Widzę, że już przyjąłeś odpowiedź, ale szczerze, ta odpowiedź nie wystarczy, aby to zrobić niezawodnie, jeśli połączysz to, co tam jest z tym, co już napisałeś. Jest na dobrej drodze, ale twój kod będzie działał tylko dla typów ogólnych z dokładnie jednym parametrem generycznym i będzie działać tylko wtedy, gdy ogólny parametr typu nie jest generyczny!
Jest to funkcja (napisany jako metodę rozszerzenia), które rzeczywiście powinny działać we wszystkich przypadkach:
public static class TypeExtensions
{
public static string ToGenericTypeString(this Type t)
{
if (!t.IsGenericType)
return t.Name;
string genericTypeName = t.GetGenericTypeDefinition().Name;
genericTypeName = genericTypeName.Substring(0,
genericTypeName.IndexOf('`'));
string genericArgs = string.Join(",",
t.GetGenericArguments()
.Select(ta => ToGenericTypeString(ta)).ToArray());
return genericTypeName + "<" + genericArgs + ">";
}
}
Ta funkcja jest rekurencyjna i bezpieczne.

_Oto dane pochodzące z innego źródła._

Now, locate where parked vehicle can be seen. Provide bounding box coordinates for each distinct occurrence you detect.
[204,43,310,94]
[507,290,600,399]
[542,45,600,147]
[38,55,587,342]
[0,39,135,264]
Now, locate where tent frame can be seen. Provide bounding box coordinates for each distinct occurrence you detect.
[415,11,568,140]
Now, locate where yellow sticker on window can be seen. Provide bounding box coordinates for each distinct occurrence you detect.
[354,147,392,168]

Jeśli go uruchomić na tym wejściu:
Console.WriteLine(
typeof(Dictionary<string, List<Func<string, bool>>>)
.ToGenericTypeString());
dostać ten (prawidłowy) Wyjście:
Dictionary<String,List<Func<String,Boolean>>>
niewielkim dodatkiem do @Aaronaught
public string ToGenericTypeString(Type t)
{
if (!t.IsGenericType)
return t.FullName;
string genericTypeName = t.GetGenericTypeDefinition().FullName;
genericTypeName = genericTypeName.Substring(0,
genericTypeName.IndexOf('`'));
string genericArgs = string.Join(",",
t.GetGenericArguments()
.Select(ta => ToGenericTypeString(ta)).ToArray());
return genericTypeName + "<" + genericArgs + ">";
}
Wygląda na to, że jedyną rzeczą, którą zmieniłeś jest od 'Nazwa' do' FullName'? Nie jestem pewien, czy to wystarczająco zmienia się, by uzasadnić alternatywną odpowiedź - prawdopodobnie powinien zostać opublikowany jako komentarz. – Aaronaught
To nie jest alternatywa. Fullname pomaga w rozdzielczości przestrzeni nazw. –
Choć przyjęte rozwiązanie jest dobre tylko dla nazwa lub pełna nazwa nie zagnieżdżona (poprzez zastąpienie nazwy na pełną nazwę, jak w odpowiedzi @Ose E), jednak w przypadku typów zagnieżdżonych nadal nie będzie działać, a także w przypadku tablic typów ogólnych.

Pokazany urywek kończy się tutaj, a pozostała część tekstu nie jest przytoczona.